The data are unlikely to dissuade Federal Reserve policymakers from raising interest rates in the coming months. Economists were largely expecting a weak growth figure, calling it a blip and not a sign of stagnation.
Analysts have also pointed to issues with the Commerce Department’s seasonal adjustment of growth data: Since 2000, expansion in the first quarter of each year has averaged 1%, compared with 2.2% for the rest of each year, according to Wells Fargo Securities.
Though the first-quarter figure isn’t a verdict on President Donald Trump’s policies, economists are generally sceptical that growth will reach his goal of 3% to 4% on a sustained basis. Analysts’ estimates call for just 2.2% to 2.3% annual growth through 2019, just above the average pace during the almost eight-year expansion.

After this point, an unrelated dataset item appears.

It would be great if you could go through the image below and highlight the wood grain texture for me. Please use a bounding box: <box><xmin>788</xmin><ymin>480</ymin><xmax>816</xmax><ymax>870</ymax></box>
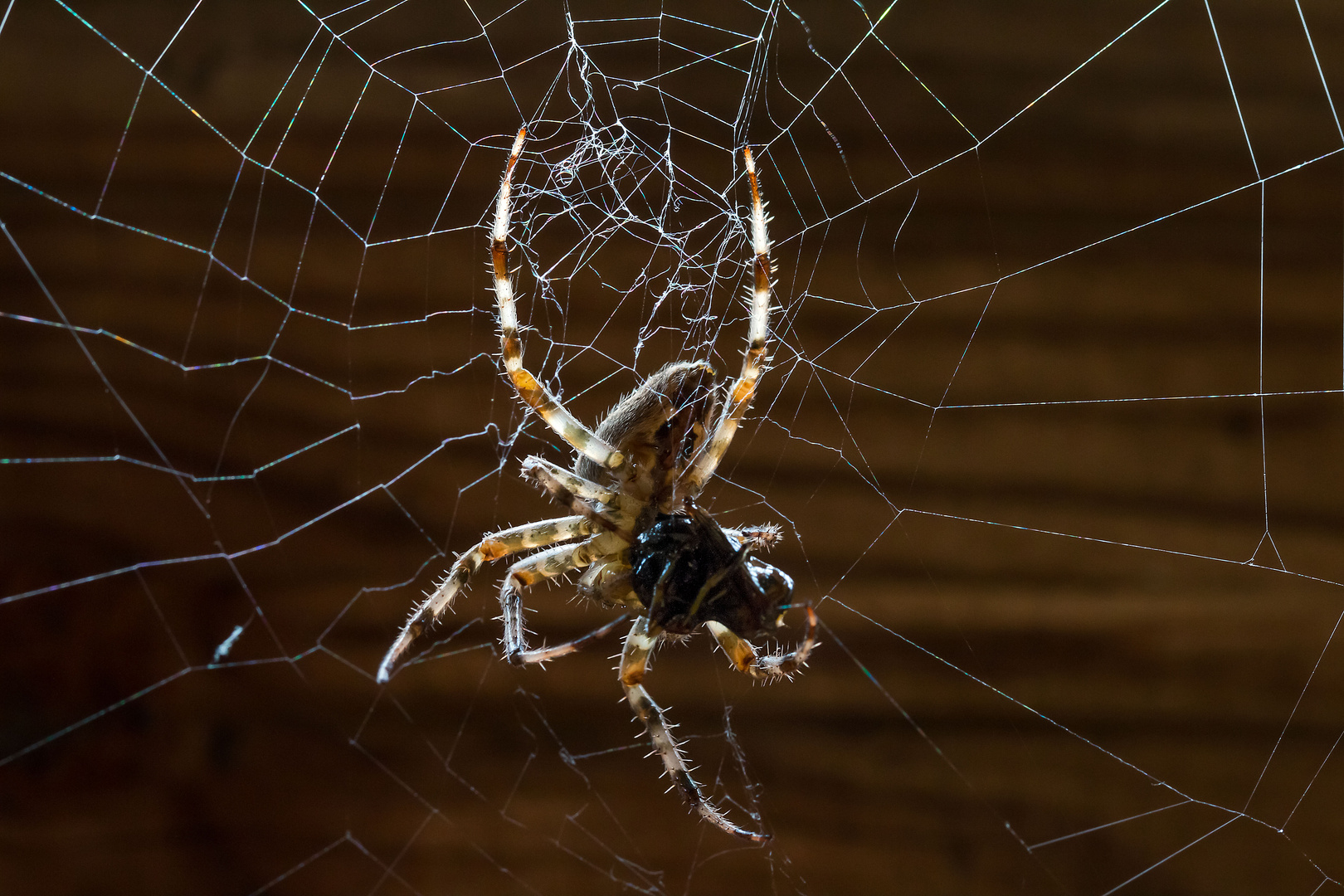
<box><xmin>0</xmin><ymin>0</ymin><xmax>1344</xmax><ymax>894</ymax></box>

During the first quarter, a chief driver of growth was private, fixed non-residential investment, which contributed 1.12 percentage points to expansion, led by a record increase in mining exploration, shafts and wells, a category that includes oil structures. Residential investment added 0.5 points to growth.
The change in inventories, one of the most volatile parts of the GDP calculation, subtracted 0.93 points from growth, following a 1.01% gain. Trade added slightly to growth, as exports increased by more than imports during the quarter.
While some of the slowdown may be temporary, inflation is eating into consumers’ wallets. Real disposable personal income rose at a 1% pace in the first quarter of this year, the weakest since the fourth quarter of 2013.
Even though hiring has been humming along and the jobless rate of 4.5% is the lowest in almost a decade, a sustained pickup in wage growth would help boost consumers’ ability to spend.